Thursday, March 25, 2010

South Park takes on book banning

Tonight's episode of South Park trod on literary territory! I think the only other time they've done that was when they skewered the A Million Little Pieces Oprah fiasco (which was great--Towelie and A Million Little Fibers!). So in this episode, after speed reading Catcher in the Rye because of its mystique as a banned book, the boys are disappointed and immediately pen their own story which they make as offensive as they can dream up. Cartman's reaction to Catcher in the Rye: "It's not obscene, dude. I'll show them [expletive] obscene!"

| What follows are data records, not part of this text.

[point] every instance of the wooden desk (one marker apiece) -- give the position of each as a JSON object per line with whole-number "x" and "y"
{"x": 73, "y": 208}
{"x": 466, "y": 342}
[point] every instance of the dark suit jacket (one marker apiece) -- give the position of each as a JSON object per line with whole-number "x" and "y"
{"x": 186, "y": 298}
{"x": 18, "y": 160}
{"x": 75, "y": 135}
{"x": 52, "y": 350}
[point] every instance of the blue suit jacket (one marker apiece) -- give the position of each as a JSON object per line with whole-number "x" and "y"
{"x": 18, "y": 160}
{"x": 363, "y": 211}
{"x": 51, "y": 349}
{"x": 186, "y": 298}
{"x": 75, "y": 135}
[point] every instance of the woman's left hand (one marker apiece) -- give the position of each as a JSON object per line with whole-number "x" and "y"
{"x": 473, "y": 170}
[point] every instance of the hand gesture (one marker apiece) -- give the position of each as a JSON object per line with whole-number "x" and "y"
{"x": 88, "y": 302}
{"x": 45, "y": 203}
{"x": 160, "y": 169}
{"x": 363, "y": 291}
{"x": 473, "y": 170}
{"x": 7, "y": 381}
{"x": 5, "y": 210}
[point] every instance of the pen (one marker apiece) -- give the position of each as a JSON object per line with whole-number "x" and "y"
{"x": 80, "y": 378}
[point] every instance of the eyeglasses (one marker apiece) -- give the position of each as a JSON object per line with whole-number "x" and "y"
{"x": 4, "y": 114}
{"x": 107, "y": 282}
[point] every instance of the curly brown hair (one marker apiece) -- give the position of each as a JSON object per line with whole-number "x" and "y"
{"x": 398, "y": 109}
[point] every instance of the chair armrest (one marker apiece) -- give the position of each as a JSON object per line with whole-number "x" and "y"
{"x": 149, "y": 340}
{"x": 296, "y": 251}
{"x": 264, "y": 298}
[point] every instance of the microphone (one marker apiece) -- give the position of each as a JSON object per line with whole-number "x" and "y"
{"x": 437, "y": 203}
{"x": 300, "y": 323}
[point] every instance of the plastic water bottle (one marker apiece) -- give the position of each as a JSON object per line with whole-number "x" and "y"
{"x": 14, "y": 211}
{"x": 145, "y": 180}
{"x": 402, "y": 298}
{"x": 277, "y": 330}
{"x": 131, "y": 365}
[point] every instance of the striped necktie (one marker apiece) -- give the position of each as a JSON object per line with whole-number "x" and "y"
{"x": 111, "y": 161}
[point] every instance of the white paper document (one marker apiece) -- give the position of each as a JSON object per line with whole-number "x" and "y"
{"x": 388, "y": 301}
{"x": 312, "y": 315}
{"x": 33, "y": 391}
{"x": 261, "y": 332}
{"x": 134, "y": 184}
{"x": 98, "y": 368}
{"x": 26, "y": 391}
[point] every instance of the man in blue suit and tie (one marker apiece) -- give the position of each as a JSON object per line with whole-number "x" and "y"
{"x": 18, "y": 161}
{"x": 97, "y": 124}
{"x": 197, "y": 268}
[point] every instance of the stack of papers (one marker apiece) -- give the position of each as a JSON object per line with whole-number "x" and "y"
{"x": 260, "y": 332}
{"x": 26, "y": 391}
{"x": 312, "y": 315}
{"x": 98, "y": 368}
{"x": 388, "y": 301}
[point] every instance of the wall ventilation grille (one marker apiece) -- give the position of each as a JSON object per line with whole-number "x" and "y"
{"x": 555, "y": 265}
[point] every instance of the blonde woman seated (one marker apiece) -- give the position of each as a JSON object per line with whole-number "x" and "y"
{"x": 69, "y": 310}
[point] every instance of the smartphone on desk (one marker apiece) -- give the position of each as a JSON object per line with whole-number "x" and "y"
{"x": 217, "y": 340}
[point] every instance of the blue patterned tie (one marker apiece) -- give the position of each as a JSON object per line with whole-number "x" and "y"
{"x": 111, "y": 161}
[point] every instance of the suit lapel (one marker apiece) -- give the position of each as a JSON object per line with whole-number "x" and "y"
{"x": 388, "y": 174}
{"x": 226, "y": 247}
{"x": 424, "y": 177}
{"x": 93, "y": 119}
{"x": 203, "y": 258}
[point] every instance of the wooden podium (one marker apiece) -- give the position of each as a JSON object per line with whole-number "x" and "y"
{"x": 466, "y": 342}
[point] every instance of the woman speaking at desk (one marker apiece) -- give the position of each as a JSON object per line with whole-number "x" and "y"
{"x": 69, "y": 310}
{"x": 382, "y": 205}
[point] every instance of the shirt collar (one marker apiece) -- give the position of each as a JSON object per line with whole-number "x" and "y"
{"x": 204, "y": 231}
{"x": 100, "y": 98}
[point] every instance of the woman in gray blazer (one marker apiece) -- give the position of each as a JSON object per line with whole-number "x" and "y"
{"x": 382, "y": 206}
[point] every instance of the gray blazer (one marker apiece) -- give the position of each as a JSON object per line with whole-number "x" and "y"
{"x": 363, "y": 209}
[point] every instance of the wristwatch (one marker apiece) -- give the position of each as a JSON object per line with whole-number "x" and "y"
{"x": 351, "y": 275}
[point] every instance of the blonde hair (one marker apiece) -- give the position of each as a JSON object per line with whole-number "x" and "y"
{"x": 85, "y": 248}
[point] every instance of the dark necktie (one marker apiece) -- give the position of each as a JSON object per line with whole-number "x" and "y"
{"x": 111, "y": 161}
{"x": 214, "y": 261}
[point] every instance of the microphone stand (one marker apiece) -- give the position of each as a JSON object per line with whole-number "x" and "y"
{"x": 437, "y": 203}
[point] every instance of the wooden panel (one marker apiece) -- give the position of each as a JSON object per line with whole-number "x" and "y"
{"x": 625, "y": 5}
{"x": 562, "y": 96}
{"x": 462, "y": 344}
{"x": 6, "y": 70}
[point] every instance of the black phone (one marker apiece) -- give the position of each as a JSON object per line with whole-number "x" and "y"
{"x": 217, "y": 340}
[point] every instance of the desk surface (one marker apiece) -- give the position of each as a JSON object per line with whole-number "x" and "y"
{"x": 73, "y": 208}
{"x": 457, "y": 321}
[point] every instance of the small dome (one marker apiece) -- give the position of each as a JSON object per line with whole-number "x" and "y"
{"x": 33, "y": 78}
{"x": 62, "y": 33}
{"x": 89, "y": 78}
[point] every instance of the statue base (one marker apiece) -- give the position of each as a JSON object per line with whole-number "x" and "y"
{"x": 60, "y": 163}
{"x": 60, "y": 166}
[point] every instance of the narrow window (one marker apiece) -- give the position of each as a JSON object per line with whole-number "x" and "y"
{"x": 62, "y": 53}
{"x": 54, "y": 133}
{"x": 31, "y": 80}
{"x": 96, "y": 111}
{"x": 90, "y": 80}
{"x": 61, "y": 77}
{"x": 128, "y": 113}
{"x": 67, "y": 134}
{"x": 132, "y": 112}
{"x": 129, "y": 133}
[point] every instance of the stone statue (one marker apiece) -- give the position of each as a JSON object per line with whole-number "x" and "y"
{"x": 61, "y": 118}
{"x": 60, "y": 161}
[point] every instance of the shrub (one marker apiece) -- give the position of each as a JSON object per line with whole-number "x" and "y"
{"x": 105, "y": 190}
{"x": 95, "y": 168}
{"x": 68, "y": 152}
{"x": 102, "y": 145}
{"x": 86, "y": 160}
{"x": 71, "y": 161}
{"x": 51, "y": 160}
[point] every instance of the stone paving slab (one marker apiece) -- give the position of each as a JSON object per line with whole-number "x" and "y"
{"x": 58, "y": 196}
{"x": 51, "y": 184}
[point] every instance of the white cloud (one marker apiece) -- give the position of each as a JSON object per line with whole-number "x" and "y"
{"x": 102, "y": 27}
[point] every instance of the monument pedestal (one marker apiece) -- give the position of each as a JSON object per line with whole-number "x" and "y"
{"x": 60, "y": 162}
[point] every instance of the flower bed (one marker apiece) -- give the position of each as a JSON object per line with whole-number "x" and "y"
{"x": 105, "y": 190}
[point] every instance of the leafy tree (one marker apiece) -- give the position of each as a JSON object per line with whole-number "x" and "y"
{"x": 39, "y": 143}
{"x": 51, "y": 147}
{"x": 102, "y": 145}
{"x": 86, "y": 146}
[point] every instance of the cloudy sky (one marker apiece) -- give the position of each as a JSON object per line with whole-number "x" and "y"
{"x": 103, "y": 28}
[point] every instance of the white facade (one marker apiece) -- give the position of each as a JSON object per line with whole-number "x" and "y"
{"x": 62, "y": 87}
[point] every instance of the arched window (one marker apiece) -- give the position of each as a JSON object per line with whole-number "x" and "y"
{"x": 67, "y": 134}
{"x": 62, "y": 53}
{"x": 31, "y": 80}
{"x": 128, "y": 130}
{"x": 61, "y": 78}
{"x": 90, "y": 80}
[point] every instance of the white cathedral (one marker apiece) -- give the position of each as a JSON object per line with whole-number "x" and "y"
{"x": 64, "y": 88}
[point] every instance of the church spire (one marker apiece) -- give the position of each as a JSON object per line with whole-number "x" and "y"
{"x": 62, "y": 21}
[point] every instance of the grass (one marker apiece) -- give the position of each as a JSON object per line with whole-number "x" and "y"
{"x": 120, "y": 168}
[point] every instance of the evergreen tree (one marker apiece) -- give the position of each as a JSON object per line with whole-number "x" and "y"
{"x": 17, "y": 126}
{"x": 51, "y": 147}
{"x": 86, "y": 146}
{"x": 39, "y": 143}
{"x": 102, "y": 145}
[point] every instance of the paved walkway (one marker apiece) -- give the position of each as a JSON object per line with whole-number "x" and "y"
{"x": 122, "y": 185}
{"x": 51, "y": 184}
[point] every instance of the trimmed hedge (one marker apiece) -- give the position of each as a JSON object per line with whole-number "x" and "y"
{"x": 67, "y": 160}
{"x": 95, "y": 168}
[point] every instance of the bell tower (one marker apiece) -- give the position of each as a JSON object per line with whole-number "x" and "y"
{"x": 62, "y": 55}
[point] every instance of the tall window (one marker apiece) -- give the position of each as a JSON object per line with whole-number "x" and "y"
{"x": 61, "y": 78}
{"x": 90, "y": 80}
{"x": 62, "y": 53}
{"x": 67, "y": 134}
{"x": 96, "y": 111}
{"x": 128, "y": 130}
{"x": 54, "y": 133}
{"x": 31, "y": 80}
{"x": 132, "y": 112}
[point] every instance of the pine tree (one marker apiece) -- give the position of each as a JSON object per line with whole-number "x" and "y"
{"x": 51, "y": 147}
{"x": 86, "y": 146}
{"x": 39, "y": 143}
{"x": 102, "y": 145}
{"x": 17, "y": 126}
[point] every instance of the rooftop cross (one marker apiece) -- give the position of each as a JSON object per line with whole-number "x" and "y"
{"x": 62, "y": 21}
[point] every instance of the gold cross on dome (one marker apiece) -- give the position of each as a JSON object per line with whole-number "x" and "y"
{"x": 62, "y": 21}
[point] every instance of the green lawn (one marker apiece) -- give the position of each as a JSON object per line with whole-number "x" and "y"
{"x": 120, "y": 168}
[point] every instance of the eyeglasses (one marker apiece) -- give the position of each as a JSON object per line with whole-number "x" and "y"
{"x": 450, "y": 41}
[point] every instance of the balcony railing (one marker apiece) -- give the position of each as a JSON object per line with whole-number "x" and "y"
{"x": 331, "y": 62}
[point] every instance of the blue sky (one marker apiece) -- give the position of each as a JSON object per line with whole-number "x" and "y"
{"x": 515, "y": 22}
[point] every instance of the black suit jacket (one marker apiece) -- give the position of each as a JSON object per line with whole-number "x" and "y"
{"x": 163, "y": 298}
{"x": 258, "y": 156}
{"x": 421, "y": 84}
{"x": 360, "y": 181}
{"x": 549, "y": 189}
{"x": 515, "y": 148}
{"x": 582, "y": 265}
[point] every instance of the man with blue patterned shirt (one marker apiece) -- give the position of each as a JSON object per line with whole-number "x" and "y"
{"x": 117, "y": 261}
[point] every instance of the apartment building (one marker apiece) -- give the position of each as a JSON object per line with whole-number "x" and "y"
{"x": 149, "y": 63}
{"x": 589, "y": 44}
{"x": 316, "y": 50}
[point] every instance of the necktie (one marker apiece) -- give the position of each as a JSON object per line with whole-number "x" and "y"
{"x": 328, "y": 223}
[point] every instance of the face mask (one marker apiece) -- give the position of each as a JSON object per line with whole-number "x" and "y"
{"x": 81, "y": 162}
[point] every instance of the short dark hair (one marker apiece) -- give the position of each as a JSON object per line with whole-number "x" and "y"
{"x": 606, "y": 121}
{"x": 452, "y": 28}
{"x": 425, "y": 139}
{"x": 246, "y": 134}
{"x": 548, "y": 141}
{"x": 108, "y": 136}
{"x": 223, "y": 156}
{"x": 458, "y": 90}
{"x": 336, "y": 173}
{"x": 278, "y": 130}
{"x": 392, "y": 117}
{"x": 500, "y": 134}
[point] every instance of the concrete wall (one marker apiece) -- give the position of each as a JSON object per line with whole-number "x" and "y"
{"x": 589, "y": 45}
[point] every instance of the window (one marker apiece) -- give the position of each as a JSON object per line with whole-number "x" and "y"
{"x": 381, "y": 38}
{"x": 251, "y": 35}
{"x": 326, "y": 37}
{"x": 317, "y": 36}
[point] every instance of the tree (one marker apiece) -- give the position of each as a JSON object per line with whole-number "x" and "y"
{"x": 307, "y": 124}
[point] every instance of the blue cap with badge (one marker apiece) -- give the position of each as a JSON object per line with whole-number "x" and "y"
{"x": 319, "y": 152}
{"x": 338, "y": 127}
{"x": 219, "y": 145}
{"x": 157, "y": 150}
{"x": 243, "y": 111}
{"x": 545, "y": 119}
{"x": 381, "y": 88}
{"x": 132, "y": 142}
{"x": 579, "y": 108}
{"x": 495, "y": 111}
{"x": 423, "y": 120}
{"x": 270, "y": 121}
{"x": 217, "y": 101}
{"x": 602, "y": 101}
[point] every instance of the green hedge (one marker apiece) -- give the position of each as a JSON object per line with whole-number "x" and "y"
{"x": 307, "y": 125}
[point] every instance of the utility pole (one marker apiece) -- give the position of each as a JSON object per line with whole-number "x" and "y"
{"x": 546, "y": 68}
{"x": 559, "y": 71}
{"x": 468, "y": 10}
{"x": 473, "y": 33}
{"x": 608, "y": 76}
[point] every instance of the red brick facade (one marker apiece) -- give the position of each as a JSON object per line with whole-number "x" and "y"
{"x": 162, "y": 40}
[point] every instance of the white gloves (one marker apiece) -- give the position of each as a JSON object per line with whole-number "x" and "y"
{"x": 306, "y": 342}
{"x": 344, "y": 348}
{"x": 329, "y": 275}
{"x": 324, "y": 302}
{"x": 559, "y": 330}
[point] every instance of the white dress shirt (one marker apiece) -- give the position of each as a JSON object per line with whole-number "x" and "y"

The boys' "book" ends up getting discovered and although people are utterly repulsed by it, they praise it as a great contribution to literature (i.e., worthy of the Pulitzer Prize) and read all sorts of interpretations into it that, of course, the boys had no intention of conveying. South Park's creators love making fun of pretension throughout our culture!

Of course, many of us are bewildered with the continued banning of books from school and public libraries. This South Park episode helps highlight the absurdity of book banning--how dated and hopelessly subjective it is. The boys inevitably get fed up. Books, they conclude, invite their own meaning: "That's why we should forget books and stick to television!"

Sunday, March 7, 2010

Didn't want to wait for the DVD of this one

I had a great time seeing Tim Burton's Alice in Wonderland. I often like Burton's films, and he puts Johnny Depp and Helena Bonham Carter, two of my favorite actors, in a bunch of them. And again, they don't disappoint. The buzz from critics has been that Bonham Carter upstages Depp, but I disagree. They're both excellent in their roles. Bonham Carter probably gets more laughs, though, because of her Red Queen's gigantic head and "Off with his head!" spasms.

As my mom (moviegoing companion) said, it's great to hear Johnny Depp recite "The Jabberwocky," and with ferocity! Speaking of the dialogue, I like how Alice utters one of the best lines from the books: "I've often believed as many as six impossible things before breakfast."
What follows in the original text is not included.